On Tuesday, Students Against Unpaid Internship Scams (SAUIS), an advocacy group, launched a campaign that urges provincial government reform on unpaid internships. Unpaid interns are currently not covered under the Employment Standards Act (ESA), Ontario’s cornerstone legislation overseeing employment.

At the press conference announcing the new campaign, SAUIS listed three recommendations for Ontario’s Ministry of Labour — include proactive enforcement of existing employment regulations, a public education campaign on unpaid internships, and a comprehensive government review of the laws governing unpaid internships.

“There is a growing push to address unpaid internships in Ontario,” according to Josh Mandryk, a spokesperson for SAUIS and third-year student at the University of Toronto Faculty of Law In Canada, unpaid internships are a murky field with little government oversight. Although an estimated 200,000 postsecondary students undertake in unpaid internships each year, no provincial or federal agency keeps data on interns.

At the University of Toronto, decisions concerning proposed unpaid internships are made at the department or faculty level. According to Michael Kurts, associate vice-president of strategic communications, this makes the prevalence of unpaid internships “difficult to determine, due both to the decentralized nature of the University and to the various ways that internships are defined.”

“The university supports educational opportunities for students that prepare them well for the careers they plan to follow,” Kurts said. “That might include a service learning component, an international placement, a co-op opportunity, a paid internship or an unpaid internship.”

A number of campus organizations have expressed concern over Ontario’s unpaid internship framework. “Unpaid internships exploit students and young graduates,” said Munib Sajjad, president of the University of Toronto Students’ Union (UTSU). “For-profit companies benefit from free labour, while young people contend with the highest unemployment rate we’ve seen since the Great Depression.”

In an email to The Varsity, Sajjad stated that the UTSU is currently working on a campaign that calls on the federal government to create a “National Youth Unemployment Strategy.” He also stated that UTSU is working on initiatives to enhance regulation of the existing ESA.

Shawn Tian, president of the Arts and Science Students’ Union, also expressed concerns over unpaid internships. “Wasted hours running petty errands which [do] nothing to bolster our resumes is about as bad as it gets,” Tian noted. Tian believes that shorter, more intensive internships would allow students to get valuable experience while not putting a large financial burden on employers.
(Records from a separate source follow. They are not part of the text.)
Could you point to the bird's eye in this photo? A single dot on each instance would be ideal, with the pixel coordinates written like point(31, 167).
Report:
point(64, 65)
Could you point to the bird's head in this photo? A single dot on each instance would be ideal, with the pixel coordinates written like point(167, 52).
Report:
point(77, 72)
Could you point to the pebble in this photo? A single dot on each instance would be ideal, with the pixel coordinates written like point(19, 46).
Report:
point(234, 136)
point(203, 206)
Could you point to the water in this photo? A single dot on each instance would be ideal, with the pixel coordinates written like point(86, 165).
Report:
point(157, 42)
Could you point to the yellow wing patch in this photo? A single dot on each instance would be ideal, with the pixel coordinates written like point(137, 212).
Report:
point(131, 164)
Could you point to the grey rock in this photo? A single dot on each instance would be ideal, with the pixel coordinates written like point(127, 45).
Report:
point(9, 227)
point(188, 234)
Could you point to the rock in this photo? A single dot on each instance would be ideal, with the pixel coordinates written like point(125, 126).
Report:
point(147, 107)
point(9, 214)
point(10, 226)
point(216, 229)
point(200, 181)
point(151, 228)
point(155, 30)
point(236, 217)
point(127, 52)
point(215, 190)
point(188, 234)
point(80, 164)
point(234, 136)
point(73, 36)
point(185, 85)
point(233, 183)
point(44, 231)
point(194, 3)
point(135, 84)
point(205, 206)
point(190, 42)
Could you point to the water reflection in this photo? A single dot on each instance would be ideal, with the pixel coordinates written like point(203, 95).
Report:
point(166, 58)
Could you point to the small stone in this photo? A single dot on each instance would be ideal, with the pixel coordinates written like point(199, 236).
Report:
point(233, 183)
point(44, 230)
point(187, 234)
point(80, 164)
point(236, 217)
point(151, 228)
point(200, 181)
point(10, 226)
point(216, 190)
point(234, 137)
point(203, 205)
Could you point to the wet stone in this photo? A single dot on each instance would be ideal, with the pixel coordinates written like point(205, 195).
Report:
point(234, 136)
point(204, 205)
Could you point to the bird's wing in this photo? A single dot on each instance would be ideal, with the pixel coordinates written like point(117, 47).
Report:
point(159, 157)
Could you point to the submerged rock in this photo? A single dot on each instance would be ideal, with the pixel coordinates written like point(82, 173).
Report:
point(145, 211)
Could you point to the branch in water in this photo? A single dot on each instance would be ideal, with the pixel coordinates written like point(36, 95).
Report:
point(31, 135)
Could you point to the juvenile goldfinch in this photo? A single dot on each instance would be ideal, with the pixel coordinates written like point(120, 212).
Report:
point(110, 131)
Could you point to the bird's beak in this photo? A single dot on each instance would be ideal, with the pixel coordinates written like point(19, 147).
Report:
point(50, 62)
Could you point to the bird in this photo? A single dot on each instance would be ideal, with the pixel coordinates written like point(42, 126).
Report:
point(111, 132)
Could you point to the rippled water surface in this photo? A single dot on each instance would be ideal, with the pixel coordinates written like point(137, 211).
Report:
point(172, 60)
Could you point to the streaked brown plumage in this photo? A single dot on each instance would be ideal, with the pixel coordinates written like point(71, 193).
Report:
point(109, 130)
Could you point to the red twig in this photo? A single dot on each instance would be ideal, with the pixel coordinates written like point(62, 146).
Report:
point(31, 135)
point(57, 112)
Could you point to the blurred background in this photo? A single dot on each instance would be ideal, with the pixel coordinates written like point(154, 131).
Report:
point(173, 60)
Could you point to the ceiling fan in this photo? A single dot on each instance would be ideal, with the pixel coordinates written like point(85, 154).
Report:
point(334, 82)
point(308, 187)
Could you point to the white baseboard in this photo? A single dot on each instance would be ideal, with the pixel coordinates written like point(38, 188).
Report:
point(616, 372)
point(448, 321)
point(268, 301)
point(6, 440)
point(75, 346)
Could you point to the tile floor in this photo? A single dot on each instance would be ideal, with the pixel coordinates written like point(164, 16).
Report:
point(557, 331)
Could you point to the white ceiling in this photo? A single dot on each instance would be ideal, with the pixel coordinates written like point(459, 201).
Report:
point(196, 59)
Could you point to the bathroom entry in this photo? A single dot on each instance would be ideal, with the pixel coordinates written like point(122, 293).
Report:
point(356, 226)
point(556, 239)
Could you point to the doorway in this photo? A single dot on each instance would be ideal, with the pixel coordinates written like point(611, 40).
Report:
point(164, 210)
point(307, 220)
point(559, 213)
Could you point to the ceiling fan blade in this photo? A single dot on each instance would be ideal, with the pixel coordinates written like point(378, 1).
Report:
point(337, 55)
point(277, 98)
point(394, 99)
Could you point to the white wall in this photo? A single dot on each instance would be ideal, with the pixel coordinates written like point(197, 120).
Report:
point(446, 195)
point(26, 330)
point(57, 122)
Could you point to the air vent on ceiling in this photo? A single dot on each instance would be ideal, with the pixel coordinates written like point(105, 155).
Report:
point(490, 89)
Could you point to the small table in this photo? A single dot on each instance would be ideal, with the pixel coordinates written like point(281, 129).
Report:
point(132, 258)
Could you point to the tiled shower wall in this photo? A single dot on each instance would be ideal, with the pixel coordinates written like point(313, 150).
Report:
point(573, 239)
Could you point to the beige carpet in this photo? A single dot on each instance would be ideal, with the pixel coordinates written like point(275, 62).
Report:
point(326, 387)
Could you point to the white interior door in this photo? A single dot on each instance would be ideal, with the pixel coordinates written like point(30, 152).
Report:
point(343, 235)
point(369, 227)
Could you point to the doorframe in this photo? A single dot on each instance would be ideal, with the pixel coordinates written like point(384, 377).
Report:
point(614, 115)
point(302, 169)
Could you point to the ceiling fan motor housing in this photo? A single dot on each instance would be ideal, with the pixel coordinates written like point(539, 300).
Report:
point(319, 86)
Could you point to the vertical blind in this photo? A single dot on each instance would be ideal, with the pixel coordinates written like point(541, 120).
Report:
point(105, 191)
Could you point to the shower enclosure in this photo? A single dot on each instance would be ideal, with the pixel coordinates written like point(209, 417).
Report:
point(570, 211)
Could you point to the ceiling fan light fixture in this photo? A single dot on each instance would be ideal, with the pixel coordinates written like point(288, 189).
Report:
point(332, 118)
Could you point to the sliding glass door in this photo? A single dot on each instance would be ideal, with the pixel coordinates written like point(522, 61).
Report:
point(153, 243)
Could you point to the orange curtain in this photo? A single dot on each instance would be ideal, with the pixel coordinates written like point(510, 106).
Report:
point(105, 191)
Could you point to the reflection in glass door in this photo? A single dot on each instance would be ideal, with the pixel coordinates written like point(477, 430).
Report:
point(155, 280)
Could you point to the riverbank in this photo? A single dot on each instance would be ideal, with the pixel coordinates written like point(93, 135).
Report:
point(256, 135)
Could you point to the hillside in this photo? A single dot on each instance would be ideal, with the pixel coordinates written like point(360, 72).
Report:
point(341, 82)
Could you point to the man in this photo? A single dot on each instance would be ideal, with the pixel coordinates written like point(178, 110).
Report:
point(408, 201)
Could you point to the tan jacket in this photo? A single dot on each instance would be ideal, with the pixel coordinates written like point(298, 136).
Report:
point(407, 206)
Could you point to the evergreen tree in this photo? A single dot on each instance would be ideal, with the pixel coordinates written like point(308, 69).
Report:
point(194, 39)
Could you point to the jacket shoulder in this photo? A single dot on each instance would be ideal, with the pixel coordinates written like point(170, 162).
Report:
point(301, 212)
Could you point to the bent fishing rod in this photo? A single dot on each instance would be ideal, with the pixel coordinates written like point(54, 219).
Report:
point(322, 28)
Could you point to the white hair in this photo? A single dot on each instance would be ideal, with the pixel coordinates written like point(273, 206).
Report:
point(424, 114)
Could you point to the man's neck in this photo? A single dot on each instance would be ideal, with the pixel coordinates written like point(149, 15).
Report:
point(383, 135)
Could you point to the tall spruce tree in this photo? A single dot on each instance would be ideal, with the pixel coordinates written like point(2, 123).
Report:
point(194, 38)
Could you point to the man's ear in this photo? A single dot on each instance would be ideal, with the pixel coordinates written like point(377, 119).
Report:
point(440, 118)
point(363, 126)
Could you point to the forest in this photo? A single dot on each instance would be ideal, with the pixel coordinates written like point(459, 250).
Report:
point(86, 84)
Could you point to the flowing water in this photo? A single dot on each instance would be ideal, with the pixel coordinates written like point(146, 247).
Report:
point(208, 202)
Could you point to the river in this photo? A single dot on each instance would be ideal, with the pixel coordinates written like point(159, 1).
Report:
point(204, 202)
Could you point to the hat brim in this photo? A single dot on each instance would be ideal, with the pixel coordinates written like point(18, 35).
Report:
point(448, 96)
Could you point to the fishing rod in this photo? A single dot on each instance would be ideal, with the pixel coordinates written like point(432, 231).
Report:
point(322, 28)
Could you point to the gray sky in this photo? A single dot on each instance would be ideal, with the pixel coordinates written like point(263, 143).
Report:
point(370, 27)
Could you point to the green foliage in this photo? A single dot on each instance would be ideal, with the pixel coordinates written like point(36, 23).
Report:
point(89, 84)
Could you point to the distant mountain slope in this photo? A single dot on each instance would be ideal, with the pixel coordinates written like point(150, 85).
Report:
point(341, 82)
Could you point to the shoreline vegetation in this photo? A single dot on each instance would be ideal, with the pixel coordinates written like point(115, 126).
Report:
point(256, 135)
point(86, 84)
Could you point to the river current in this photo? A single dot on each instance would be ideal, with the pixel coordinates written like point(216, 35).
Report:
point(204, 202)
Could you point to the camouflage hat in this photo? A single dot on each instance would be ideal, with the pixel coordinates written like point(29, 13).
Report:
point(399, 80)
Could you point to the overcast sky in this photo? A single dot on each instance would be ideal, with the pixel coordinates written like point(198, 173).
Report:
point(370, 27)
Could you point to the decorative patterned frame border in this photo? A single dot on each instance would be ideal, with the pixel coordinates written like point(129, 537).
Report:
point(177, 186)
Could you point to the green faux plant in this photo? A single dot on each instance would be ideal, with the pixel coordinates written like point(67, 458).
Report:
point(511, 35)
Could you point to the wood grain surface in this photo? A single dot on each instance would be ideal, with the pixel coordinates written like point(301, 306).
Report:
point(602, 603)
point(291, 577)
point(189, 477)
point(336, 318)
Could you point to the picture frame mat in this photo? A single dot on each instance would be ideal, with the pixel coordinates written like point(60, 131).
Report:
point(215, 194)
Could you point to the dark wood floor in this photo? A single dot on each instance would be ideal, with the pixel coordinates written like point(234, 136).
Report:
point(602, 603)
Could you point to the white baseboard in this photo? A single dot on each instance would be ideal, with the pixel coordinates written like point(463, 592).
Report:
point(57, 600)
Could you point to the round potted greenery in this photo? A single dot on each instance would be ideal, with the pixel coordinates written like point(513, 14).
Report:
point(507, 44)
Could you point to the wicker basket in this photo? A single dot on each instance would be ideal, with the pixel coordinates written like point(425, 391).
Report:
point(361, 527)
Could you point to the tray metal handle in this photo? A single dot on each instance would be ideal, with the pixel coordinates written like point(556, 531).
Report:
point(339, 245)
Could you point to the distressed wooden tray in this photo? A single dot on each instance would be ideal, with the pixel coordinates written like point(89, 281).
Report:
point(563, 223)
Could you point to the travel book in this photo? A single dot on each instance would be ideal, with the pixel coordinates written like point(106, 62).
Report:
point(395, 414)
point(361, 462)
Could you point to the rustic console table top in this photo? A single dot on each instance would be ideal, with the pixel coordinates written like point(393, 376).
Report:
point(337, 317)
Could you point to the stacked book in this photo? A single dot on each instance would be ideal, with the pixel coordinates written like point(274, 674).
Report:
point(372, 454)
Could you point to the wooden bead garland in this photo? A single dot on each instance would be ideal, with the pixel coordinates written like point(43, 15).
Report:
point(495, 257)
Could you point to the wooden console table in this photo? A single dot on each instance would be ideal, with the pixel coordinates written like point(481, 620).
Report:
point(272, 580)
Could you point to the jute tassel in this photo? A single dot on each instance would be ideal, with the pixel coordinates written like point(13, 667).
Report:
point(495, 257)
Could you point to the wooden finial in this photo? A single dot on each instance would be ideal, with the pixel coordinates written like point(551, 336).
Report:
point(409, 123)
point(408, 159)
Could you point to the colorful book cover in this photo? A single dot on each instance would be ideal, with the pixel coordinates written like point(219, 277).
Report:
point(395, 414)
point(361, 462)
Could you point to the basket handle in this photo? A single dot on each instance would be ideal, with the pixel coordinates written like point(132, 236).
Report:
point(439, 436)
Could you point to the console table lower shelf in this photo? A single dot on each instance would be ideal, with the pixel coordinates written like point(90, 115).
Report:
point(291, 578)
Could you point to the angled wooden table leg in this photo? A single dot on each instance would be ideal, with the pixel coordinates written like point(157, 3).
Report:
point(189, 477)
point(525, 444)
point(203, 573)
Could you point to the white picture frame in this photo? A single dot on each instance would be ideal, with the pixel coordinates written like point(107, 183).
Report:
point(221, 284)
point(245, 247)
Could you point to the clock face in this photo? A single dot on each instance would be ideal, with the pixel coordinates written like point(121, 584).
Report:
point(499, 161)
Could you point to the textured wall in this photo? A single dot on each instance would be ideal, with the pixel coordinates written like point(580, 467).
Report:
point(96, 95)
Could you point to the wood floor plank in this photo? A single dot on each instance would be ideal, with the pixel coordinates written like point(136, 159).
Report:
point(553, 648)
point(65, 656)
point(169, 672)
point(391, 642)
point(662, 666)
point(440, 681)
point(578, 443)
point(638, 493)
“It’s important for [students] to realize our own worth as potential interns,” Tian asserted. “There are plenty of internships that offer solid learning opportunities and [students] should not settle if it means wasted hours with little experiential learning.”

Some U of T students, like third-year molecular genetics and microbiology major Monica, have had positive experiences with unpaid internships. Monica works as a student researcher in a campus lab. She claims her internship has been instrumental in kindling her interest in scientific research. “I never really had much ambition before I worked in this lab,” she explained, “but now that I’ve found something I love doing, I feel much more motivated to do well in my classes.”

Monica does see problems with the current system for unpaid internships. Most importantly, she believes that unpaid internships exclude disadvantaged students. “I understand the argument that experience gained is worth more than a salary, but I think the obvious problem is that most people can’t afford to work for free,” she acknowledged. “This means that entire fields where unpaid internships are the expected entry point become almost entirely inaccessible to people who don’t have enough money.”

“I’d like to see it become easier to get a research position in the context of a paying job,” Monica sad. “I’d like to see more official job postings, with stipends listed. Instead of having to email professors with interesting research at random, why not make it more obvious who’s looking for students and who isn’t?”

U of T’s Career Centre does list some paid and unpaid research opportunities, but the majority of positions go unlisted. A recent search for “research positions” on the U of T Career Centre’s website yielded no results.

“It’s time for action on unpaid internships,” Mandryk said. “We hope to see to all three parties coming together to protect young workers from abuse.” SAUIS plans to advance the group’s message to every Member of Provincial Parliament in the coming weeks.